The truth is that embedded analytics and ML are disrupting most industries and areas of modern life. Real-time integrated intelligence is at the forefront of this trend, driving a need for easy access to real-time data while also enabling enrichment with the contextual and situational data demanded for rich ML-driven AI-smart algorithms.

“The wider truth, upshot and corollary of all these developments is that data insights are becoming more perishable, so that action must be taken where data is born. Data has a shelf-life. The rise of mobile ubiquity along with the arrival of 5G and the proliferation of the Internet of Things (IoT) are all accelerating this trend. Processing must now be more scalable while also supporting complex global architectures, as well as processing that interaction at low-latency,” said Hazelcast’s DesJardins.

Data staleness & shelf-life

In the fight against data staleness and its shelf-life, we can say that 5G solves many of the bandwidth and latency challenges and enables greater agility combined with improved data security through end-to-end software-defined networks. Meanwhile, global cloud architectures are allowing applications to be deployed closer to the source.

“However, traditional databases were not designed for these architectures, so we are now seeing newer data platforms emerging to address these challenges. Simplified distributed architectures, multi-datacenter support and unified processing are emerging capabilities among this new class of data platforms. Alongside this we can see that data is becoming decentralized and more diverse. The solution here is to look at data-as-a-product i.e. the decentralized management of data by the parts of the business that own each source application or data domain,” said DesJardins.

What’s happening out there in the engineering development space now is that architectures such as Data Mesh and Delta Lake (no, not data lake the unstructured data repository, but Delta Lake the open source story layer for data lake reliability) are emerging to address the current data proliferation. The problem with these solutions is that they are not designed for real-time workloads and thus cannot enable intelligent applications with integrated machine learning.
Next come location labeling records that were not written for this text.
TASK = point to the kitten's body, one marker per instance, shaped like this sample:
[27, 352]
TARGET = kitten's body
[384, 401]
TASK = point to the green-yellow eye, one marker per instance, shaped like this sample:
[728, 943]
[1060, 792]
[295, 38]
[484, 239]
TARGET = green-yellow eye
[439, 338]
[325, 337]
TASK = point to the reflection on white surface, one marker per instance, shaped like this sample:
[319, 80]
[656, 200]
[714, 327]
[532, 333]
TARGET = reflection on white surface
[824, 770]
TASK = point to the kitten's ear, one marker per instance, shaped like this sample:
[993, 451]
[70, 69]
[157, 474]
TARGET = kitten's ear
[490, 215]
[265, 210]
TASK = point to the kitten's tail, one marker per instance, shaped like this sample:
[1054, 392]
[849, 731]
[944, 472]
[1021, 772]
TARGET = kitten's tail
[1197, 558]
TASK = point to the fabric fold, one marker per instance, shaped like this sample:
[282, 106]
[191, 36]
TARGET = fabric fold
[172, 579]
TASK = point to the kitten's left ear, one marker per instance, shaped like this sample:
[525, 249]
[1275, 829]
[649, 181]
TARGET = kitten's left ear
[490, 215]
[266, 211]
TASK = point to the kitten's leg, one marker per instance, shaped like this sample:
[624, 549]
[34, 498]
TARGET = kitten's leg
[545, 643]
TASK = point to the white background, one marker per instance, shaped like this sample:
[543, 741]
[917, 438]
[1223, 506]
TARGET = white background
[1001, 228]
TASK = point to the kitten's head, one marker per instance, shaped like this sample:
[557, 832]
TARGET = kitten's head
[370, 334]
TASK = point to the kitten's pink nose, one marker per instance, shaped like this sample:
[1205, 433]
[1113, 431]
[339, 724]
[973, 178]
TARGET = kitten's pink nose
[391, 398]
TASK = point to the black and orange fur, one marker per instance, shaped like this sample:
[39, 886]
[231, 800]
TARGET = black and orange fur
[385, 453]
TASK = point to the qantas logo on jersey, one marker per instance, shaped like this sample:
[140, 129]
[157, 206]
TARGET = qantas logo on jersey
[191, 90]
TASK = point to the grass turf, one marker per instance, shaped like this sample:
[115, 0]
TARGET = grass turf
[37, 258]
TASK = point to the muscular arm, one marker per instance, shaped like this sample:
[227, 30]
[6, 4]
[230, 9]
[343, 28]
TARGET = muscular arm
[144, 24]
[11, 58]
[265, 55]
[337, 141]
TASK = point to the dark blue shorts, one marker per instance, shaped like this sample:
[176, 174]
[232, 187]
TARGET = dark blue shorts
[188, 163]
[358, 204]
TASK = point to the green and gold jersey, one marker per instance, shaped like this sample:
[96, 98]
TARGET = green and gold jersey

Responding to data ‘as it is born’

DesJardins points out that in modern computing environments, delivering real-time applications demands responding dynamically to data ‘as it is born’. This requires real-time connectivity on a global scale, combined with a unified way to describe and access data, again driving unification along with the adoption of the SQL query language as a lingua-franca.

“We see this real-time capability being achieved by the adoption of SQL across major streaming analytics platforms, as well as supported across newer databases and event streaming and messaging platforms. Specialists in real-time, intelligent applications are actively engaged with vendors to drive the standardization of this unified syntax and actively partnering with other data and cloud vendors to drive interoperability,” said the Hazelcast tech guru.

For developers looking to solve these complex challenges, new platforms are helping take this job of unification and simplification to the next level, by supporting these needs within a single runtime that can support data-in-motion and data-at-rest, through a unified SQL engine.

Furthermore, tools that combine in-memory data grids and streaming engines in Java are able to support partitioned and distributed low-latency compute with co-located data at giga-scale.

A farm-to-plate data lifecycle

On the road ahead, software application developers and data scientists have the opportunity to adopt more modern tools that simplify their development processes and deployment topologies.

“Despite all the expectations around real-time applications, unified platforms need not over-complicate deployment architectures and enterprises’ cloud environments,” concluded DesJardins.

Lower code platforms will inevitably help this effort, but the fight against data staleness is real and no amount of additional carbon dioxide meat packaging technology will solve the problem unless we really take a farm-to-plate view of the entire data lifecycle.